Guangdong Mingtu
- Full name: Guangdong Mingtu Football Club 广东铭途足球俱乐部
- Founded: 7 March 2024; 2 years ago
- Ground: Huadu Stadium
- Capacity: 13,394
- Manager: Ander Sanabria
- League: China League Two
- 2025: China League Two, 20th of 24

= Guangdong Mingtu F.C. =

Chinese football club

Guangdong Mingtu Football Club (广东铭途足球俱乐部 (廣東銘途足球俱樂部, Guǎngdōng Míngtú Zúqiú Jùlèbù)) is a Chinese professional football club based in Guangzhou, Guangdong, that competes in . The club was officially registered and established on March 7, 2024, through a collaboration between Guangzhou Mingtu Football Club and the Guangdong Football Association.

== History ==
Guangzhou Mingtu Football Club, the predecessor to Guangdong Mingtu F.C., was established in 2019 as a youth-focused football club. By early 2023, the Guangdong Football Association formed a youth team for players from various football establishments within Guangdong Province, including Meizhou Hakka, R&F Football School, Shenzhen Football Association, Zhanjiang, and Guangzhou.

On March 7, 2024, the Guangdong Mingtu Football Club was formally established. The club was built around the U17 team of the Guangdong Football Association and aimed to serve as a platform for talent development, particularly targeting the 15th National Games.
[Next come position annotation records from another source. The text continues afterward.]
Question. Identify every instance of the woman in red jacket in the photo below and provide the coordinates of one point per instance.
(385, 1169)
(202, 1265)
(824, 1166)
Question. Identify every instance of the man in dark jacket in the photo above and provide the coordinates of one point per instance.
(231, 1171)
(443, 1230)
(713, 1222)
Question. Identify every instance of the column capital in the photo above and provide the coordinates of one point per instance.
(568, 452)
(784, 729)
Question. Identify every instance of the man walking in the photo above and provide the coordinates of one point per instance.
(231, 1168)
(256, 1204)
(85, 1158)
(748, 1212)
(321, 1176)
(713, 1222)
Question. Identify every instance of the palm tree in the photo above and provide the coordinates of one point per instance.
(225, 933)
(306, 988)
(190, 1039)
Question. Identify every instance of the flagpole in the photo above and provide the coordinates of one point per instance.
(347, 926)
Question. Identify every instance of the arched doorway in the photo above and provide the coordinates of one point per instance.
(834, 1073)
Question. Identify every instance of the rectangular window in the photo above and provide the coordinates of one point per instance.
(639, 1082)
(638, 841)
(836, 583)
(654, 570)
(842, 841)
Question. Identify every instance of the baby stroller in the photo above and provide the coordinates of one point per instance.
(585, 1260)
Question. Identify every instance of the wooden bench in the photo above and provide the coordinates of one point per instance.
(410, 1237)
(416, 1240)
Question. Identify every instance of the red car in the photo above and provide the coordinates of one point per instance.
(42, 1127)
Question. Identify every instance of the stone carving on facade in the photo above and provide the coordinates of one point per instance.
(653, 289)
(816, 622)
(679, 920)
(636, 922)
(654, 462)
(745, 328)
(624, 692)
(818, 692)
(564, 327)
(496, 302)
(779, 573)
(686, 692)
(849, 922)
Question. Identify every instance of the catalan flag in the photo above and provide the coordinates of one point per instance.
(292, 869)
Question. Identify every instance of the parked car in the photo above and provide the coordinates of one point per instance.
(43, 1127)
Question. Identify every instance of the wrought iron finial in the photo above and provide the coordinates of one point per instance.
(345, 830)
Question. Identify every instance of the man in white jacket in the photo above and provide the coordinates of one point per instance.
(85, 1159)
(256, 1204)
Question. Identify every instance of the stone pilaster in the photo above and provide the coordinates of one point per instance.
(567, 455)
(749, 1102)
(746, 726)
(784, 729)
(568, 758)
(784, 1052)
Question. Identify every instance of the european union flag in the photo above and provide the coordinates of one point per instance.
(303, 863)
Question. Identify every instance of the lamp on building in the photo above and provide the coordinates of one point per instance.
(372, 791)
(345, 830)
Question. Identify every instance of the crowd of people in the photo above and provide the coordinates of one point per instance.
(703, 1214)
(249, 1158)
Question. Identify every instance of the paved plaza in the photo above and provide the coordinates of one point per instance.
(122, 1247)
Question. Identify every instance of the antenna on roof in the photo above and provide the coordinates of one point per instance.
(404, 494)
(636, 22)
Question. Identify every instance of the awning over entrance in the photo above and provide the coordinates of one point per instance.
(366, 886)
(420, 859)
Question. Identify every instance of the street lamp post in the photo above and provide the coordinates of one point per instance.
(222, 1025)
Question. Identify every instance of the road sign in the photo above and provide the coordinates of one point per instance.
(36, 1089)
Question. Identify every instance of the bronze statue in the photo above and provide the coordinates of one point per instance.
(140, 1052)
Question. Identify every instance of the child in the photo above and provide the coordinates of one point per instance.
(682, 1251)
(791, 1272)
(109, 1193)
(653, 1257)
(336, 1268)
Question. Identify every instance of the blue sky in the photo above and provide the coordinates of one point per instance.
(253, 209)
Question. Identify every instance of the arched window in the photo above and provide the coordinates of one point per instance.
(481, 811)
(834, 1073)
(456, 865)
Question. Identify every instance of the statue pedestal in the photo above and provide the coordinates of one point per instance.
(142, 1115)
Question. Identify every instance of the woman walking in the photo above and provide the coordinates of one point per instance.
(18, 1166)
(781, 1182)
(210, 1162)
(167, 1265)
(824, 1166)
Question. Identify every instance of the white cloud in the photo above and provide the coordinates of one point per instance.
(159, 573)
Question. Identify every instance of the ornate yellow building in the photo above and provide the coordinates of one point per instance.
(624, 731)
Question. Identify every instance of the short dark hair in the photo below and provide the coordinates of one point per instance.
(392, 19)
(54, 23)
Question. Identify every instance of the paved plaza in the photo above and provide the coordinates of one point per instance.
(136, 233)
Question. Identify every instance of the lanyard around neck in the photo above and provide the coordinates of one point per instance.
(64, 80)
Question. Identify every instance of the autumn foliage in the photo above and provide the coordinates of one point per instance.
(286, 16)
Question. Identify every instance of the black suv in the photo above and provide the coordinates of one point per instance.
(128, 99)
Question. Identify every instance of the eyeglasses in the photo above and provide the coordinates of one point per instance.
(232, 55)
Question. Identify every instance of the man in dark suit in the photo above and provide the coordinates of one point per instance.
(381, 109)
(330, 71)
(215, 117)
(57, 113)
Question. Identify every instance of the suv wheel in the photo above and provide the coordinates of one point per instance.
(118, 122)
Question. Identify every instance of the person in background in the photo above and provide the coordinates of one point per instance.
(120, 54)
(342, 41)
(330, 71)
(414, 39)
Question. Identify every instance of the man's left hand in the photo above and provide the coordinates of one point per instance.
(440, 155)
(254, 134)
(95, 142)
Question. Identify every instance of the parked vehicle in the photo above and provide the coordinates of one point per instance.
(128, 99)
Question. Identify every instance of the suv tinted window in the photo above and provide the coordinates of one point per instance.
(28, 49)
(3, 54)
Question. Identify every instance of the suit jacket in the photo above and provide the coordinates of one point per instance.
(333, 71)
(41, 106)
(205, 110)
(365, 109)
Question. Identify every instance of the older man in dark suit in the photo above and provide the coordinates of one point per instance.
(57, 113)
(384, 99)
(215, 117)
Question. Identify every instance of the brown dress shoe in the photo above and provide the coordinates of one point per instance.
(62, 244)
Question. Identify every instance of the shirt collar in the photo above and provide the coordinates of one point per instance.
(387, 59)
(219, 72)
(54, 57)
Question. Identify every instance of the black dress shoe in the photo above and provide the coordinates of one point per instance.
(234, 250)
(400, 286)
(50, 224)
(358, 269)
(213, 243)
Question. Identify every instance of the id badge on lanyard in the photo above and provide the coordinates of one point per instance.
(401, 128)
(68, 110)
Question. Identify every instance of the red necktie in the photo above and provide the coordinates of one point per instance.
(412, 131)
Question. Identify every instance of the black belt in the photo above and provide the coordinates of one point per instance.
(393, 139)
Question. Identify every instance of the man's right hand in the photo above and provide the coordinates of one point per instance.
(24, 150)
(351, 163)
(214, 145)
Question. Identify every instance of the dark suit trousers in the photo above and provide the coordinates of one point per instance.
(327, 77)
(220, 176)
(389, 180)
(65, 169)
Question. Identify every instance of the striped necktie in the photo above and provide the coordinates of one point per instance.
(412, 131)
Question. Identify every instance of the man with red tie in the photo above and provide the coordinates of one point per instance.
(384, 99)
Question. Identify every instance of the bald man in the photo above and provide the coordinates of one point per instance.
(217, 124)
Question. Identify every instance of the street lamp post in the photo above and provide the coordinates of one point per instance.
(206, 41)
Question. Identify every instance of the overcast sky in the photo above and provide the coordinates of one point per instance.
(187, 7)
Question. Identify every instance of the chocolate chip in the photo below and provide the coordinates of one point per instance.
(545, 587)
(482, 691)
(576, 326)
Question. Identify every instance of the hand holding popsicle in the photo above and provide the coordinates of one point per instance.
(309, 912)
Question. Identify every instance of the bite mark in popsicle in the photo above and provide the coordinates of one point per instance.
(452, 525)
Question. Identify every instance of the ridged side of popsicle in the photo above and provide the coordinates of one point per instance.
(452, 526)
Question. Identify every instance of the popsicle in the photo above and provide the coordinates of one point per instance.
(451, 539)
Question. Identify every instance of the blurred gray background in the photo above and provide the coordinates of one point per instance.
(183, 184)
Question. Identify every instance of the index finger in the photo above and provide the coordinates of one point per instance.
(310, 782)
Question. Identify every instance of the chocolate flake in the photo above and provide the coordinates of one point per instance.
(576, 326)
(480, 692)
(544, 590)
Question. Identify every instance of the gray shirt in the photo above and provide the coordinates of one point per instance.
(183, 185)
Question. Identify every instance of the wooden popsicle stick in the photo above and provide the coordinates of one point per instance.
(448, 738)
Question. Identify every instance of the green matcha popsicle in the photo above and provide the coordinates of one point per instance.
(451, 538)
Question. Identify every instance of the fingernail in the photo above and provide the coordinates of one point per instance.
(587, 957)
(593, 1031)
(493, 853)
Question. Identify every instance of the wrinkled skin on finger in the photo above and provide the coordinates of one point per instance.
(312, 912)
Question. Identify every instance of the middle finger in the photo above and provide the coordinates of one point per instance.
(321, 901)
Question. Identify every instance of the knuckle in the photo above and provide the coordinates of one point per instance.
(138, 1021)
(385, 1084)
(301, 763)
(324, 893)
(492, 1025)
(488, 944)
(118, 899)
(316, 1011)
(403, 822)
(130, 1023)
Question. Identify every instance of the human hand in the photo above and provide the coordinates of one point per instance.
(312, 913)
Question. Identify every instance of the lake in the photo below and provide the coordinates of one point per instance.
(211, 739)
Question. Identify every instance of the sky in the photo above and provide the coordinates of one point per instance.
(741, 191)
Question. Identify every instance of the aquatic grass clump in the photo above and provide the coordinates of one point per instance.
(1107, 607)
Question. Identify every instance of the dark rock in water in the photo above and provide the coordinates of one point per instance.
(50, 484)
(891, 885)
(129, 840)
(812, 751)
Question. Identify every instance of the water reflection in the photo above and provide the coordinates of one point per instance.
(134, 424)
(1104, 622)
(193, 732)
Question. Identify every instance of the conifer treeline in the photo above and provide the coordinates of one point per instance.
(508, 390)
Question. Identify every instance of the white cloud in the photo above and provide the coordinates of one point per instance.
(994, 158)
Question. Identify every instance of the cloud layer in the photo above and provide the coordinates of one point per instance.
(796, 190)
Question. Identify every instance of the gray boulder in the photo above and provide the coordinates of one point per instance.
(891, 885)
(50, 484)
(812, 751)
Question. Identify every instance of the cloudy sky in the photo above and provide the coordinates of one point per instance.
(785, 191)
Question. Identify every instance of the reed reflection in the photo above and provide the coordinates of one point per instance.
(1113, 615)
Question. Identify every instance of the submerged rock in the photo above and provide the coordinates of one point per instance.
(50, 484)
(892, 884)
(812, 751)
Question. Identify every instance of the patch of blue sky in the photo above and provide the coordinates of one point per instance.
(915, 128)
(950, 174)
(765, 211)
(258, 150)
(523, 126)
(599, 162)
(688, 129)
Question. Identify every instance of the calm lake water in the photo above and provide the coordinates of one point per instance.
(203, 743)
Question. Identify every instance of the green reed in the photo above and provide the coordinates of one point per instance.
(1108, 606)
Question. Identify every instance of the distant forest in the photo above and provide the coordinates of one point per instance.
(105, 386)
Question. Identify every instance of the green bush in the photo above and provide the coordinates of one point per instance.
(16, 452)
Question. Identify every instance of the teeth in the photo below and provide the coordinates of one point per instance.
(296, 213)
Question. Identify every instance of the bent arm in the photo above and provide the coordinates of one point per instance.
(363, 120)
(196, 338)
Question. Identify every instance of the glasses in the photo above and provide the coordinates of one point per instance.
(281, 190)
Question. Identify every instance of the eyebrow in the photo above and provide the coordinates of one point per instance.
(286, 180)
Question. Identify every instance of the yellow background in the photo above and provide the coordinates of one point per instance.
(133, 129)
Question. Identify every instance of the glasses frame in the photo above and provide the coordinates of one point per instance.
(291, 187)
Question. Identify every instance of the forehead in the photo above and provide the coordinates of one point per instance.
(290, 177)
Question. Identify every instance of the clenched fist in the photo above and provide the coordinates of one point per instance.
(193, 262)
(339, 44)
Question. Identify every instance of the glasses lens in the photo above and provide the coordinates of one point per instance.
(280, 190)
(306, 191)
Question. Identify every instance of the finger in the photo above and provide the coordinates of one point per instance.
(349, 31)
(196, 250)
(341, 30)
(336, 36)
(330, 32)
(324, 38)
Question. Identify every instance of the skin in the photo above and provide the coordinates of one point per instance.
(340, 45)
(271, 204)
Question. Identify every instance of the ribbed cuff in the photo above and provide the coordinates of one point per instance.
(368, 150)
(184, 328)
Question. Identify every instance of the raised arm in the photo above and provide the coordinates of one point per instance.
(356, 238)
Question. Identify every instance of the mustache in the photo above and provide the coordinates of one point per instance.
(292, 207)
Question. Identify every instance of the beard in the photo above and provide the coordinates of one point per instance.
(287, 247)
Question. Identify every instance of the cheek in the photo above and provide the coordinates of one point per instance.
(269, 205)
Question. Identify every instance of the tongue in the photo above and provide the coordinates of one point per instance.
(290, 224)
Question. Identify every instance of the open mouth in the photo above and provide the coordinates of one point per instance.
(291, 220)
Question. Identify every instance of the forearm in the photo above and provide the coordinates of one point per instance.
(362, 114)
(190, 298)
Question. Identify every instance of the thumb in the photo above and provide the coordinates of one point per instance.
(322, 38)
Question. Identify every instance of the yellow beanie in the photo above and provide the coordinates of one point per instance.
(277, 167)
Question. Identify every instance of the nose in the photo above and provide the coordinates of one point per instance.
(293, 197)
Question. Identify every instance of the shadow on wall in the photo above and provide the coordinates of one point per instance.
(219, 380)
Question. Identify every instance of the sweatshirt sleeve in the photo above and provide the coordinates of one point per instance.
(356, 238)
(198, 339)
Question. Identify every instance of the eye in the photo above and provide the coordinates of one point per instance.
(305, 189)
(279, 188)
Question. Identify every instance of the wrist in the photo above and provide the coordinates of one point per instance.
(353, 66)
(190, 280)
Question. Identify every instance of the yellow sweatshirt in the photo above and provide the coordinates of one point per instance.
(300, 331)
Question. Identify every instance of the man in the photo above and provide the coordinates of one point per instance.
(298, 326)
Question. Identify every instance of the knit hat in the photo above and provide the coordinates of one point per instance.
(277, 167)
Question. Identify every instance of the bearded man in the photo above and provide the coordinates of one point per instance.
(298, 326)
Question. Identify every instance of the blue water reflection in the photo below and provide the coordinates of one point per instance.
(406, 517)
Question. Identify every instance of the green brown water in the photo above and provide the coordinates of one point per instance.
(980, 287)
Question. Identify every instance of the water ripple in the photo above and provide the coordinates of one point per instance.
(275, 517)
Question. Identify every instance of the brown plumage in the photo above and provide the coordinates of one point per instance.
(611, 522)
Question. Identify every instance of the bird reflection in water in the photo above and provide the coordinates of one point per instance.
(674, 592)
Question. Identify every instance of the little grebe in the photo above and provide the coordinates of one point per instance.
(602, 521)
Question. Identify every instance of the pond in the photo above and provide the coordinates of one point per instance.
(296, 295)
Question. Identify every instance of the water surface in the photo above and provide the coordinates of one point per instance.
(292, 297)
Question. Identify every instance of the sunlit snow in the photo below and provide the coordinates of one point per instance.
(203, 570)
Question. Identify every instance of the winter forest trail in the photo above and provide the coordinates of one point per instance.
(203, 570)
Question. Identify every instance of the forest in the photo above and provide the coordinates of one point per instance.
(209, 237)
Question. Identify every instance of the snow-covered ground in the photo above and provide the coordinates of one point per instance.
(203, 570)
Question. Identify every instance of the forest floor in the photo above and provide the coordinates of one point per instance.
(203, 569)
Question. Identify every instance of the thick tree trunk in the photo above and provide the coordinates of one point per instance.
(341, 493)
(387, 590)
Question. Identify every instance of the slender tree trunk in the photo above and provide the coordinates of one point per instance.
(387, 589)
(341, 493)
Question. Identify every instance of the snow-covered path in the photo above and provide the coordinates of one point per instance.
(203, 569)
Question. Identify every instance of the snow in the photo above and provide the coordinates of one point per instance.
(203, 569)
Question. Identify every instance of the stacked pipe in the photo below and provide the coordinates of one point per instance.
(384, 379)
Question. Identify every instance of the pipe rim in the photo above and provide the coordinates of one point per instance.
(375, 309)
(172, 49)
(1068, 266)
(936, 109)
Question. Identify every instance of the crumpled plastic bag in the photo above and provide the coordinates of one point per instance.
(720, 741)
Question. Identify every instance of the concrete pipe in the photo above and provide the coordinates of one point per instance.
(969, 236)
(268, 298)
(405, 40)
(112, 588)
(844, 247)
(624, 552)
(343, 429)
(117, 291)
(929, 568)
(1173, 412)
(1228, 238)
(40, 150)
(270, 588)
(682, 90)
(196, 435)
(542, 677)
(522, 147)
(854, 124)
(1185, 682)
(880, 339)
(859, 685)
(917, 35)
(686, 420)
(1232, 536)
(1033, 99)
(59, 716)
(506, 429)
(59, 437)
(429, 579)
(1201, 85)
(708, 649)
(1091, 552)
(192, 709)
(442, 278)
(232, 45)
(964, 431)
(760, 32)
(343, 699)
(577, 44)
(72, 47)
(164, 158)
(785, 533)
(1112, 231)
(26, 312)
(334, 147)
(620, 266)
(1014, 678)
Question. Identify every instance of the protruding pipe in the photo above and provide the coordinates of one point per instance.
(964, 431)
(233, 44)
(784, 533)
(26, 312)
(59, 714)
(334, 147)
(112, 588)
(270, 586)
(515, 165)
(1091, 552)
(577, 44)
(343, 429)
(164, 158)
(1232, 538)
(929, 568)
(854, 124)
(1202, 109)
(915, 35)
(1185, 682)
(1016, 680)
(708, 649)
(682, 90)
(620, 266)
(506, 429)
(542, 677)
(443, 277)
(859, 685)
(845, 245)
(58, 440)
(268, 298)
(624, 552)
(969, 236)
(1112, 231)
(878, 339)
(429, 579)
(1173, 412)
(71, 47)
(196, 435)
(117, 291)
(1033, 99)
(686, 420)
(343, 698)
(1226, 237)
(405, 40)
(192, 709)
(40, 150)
The team also competed in the Guangdong Football Association Super League during the 2023-24 season, finishing in fourth place under the temporary name "Shunde Shun Caravan." Guangdong Mingtu participated in the Champions League of the Chinese Football Association Member Association, a tournament for semi-professional clubs and youth teams across China.